There’s really no argument that all of the eXtended reality experiences available to us now are nothing but illusions. As believable as the visuals might be, it all breaks down when you try to take into account the other sense of the body. It isn’t just the sense of touch either, which is often what designers and inventors try to immediately address. Other senses, however, are even harder to recreate or fool.
Our sense of taste, for example, is very complex and sophisticated, even if we try to distill them down to basic groups like sweet, sour, salty, etc. Virtual reality makes that even harder because you don’t have the real thing in front of you to put in your mouth. In the future, however, that might not be much of a problem, at least if this rather odd-looking device becomes the standard for VR tasting.
Designers: Liu Yiming et al (City University of Hong Kong)
The idea of licking a device, much less putting one in your mouth, might sound not only weird but also unsettling, but short of having real food in your hand all the time, that’s the only compromise you can get in mixed reality environments. At the same time, however, it will be difficult to deliver every single flavor you might be able to taste in such an experience, but biomedical engineers from the City University of Hong Kong have designed a rather curious way of doing just that.
Shaped like very thick lollipops, the devices are meant to be licked and, depending on the scenario, induce a certain flavor in the person’s mouth. The secret, in a nutshell, is special tiny gels that get activated by a very low voltage of electricity. When the gel interacts with saliva, it produces an intended flavor, depending on the composition of the gel.

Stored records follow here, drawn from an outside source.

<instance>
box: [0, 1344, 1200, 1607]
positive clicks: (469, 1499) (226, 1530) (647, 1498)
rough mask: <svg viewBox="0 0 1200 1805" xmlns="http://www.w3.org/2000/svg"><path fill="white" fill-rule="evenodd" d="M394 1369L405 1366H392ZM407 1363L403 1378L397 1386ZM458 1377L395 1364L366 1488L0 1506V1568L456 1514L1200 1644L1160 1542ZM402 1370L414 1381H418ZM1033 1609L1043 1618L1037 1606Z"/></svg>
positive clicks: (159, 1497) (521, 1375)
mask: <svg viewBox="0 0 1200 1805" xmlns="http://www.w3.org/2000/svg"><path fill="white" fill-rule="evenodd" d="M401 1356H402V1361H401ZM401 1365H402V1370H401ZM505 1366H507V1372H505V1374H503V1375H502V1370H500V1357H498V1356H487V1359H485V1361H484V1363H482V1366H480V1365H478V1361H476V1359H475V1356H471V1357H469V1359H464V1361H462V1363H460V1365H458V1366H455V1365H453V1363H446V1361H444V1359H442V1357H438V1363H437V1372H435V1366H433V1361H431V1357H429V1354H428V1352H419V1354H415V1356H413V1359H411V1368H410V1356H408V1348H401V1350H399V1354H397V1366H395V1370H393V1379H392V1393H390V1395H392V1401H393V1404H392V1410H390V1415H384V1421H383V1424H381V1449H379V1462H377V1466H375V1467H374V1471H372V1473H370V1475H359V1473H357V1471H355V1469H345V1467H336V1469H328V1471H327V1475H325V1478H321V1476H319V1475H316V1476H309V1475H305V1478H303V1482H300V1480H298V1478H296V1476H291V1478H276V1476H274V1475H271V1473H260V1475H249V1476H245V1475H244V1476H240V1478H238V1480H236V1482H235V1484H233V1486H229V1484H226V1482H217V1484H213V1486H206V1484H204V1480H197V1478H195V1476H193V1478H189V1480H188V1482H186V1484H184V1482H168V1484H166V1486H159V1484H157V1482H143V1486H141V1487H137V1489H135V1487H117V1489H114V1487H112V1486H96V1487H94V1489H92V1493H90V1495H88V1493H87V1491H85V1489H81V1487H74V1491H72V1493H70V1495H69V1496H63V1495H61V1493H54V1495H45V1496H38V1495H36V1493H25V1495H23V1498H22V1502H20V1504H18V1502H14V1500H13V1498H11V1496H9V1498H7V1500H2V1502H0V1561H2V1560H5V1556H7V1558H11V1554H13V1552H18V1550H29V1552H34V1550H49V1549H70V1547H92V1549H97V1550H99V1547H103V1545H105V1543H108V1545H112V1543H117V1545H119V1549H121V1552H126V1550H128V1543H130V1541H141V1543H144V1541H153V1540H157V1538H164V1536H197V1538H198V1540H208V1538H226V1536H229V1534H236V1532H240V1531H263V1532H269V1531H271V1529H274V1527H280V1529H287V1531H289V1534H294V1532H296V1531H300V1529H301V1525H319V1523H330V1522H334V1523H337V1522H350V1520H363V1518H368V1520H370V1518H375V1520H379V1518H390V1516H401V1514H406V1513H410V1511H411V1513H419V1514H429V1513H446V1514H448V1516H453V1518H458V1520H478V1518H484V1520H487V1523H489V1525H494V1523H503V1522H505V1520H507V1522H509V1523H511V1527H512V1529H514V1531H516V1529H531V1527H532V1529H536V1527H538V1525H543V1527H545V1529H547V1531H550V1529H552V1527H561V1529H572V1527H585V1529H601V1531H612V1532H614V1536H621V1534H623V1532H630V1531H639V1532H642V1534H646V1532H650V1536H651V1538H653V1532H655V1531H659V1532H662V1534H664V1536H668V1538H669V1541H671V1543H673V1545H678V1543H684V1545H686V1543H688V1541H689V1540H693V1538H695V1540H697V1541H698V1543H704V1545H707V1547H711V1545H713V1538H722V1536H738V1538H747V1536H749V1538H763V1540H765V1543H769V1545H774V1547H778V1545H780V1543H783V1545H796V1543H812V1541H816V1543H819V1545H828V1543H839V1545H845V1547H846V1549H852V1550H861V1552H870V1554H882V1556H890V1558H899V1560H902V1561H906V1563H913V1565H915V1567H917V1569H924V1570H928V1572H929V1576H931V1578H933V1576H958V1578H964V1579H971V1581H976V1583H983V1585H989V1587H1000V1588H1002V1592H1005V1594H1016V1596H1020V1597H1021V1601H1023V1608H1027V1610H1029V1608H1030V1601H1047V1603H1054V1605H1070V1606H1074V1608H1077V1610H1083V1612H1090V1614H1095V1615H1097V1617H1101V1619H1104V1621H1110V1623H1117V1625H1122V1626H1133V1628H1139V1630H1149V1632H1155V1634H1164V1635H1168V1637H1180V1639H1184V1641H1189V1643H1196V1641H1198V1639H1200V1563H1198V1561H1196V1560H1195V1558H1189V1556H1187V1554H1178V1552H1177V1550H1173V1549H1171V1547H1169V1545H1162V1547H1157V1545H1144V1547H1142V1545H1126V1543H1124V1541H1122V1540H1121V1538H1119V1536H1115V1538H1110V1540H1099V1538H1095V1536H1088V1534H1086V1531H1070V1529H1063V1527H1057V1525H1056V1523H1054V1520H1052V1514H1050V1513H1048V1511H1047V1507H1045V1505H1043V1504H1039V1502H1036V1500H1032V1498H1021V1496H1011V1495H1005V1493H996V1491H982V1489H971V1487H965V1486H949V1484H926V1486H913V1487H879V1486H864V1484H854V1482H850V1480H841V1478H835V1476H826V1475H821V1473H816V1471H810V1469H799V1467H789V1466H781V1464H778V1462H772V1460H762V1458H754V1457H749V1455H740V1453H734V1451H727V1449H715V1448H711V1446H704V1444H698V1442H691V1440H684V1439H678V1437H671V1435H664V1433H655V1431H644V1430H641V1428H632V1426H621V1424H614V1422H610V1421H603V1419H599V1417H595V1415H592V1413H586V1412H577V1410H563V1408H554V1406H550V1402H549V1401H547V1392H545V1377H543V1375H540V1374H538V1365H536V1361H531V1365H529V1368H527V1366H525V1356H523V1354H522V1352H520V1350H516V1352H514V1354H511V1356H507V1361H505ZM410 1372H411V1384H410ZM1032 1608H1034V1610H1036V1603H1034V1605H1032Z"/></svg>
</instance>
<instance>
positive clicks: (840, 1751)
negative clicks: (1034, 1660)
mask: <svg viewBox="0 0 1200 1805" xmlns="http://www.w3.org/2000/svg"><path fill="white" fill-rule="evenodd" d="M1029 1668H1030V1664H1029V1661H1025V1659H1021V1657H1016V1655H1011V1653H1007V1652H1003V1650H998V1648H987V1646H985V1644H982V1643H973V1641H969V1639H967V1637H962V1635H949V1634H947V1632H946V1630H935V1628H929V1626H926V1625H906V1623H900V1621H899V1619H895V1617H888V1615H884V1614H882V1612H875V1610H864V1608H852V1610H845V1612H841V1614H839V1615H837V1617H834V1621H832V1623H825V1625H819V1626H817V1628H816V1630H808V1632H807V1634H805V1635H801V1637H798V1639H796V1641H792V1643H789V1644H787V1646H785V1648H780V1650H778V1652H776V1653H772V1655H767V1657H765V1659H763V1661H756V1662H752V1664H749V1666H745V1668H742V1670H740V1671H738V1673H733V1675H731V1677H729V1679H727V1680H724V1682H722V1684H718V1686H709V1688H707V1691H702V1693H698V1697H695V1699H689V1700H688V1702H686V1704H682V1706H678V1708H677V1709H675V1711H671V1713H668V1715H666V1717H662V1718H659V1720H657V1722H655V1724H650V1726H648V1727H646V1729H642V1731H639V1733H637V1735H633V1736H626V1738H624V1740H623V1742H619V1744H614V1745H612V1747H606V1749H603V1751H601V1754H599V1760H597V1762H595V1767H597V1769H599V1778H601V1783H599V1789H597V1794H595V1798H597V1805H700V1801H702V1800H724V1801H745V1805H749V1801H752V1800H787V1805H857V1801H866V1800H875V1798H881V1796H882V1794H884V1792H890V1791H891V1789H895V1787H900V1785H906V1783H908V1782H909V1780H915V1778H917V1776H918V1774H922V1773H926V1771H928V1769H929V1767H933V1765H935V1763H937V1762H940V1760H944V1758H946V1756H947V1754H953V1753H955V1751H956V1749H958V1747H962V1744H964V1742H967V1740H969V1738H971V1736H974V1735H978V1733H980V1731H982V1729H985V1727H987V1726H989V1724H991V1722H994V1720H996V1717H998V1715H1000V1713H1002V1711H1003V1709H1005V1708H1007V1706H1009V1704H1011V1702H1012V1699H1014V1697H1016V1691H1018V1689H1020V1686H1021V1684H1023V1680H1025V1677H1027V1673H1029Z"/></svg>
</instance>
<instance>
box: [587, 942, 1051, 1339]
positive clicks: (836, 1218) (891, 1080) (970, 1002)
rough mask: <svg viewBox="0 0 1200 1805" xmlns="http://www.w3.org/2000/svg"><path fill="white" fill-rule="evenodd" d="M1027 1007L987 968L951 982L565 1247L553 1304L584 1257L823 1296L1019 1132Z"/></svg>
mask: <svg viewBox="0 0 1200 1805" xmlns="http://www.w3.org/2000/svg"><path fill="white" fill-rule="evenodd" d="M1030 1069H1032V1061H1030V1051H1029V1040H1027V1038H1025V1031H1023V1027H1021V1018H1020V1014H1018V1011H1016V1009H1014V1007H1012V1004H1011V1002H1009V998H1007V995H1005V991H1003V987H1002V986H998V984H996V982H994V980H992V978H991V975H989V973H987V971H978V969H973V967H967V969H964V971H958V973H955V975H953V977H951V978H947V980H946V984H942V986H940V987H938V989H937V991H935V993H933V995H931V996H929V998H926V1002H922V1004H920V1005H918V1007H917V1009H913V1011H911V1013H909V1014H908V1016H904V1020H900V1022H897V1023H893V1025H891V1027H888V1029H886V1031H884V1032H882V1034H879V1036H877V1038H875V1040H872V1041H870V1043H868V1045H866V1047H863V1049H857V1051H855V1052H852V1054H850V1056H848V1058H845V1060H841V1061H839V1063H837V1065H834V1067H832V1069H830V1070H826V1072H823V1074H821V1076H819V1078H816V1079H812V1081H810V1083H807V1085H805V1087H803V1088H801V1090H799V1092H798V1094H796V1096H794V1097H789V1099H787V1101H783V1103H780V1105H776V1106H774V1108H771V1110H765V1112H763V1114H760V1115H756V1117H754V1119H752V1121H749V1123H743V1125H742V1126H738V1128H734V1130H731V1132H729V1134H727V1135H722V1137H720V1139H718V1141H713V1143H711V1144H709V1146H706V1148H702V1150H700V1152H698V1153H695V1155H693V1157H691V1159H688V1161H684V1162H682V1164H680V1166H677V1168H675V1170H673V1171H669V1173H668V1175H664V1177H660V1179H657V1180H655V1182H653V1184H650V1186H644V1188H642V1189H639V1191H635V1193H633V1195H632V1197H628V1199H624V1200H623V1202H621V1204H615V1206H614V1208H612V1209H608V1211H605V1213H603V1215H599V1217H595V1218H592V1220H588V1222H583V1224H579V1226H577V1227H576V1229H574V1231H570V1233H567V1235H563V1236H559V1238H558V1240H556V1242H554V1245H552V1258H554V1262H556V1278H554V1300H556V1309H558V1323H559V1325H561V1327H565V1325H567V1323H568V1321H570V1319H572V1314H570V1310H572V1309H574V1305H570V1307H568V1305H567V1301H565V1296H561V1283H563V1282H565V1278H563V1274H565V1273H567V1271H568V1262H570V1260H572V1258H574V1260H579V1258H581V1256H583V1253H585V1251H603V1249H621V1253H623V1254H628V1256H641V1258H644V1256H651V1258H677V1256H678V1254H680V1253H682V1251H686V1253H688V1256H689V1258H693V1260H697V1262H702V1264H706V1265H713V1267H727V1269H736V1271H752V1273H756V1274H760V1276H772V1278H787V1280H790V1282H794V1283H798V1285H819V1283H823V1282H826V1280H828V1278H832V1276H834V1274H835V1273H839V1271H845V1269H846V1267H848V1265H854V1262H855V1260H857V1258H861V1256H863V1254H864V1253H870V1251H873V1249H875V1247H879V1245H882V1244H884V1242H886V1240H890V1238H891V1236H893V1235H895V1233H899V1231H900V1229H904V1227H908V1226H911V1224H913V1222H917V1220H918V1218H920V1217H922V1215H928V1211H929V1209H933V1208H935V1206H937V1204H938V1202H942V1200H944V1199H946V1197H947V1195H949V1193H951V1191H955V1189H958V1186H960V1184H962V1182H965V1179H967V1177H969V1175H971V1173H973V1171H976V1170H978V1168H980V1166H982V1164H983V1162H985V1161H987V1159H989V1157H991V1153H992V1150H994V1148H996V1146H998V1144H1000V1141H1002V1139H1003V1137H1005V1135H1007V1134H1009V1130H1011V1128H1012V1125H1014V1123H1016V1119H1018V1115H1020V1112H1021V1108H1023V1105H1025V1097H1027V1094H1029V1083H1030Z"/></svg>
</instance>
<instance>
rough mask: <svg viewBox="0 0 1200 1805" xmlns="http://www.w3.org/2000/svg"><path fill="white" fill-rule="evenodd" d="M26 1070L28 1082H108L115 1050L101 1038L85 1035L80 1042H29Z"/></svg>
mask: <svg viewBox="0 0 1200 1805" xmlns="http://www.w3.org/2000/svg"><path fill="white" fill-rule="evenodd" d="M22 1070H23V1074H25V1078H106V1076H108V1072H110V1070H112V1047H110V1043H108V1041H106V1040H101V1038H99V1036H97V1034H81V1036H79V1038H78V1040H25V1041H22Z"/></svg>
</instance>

With the current form of this “VR Lollipop,” there are 9 gel pouches that each reproduce distinct flavors, including salt, sugar, milk, cherry, citric acid, green tea, passion fruit, grapefruit, and, strangest of all, durian. The intensity of these flavors depends on how much voltage is used to activate the substance, but the size of the lollipop limits each flavor to only one hour. Covering other flavors will probably depend on how well they can be recreated by these red algae gels.
That said, taste isn’t actually a solitary sense and is largely impacted by our sense of smell. A runny nose, for example, could throw our sense of taste off, and a foul odor can very well ruin our appetite. The next step, then, would be to recreate and deliver the scents associated with these flavors, which would probably be an interesting exercise with durian involved.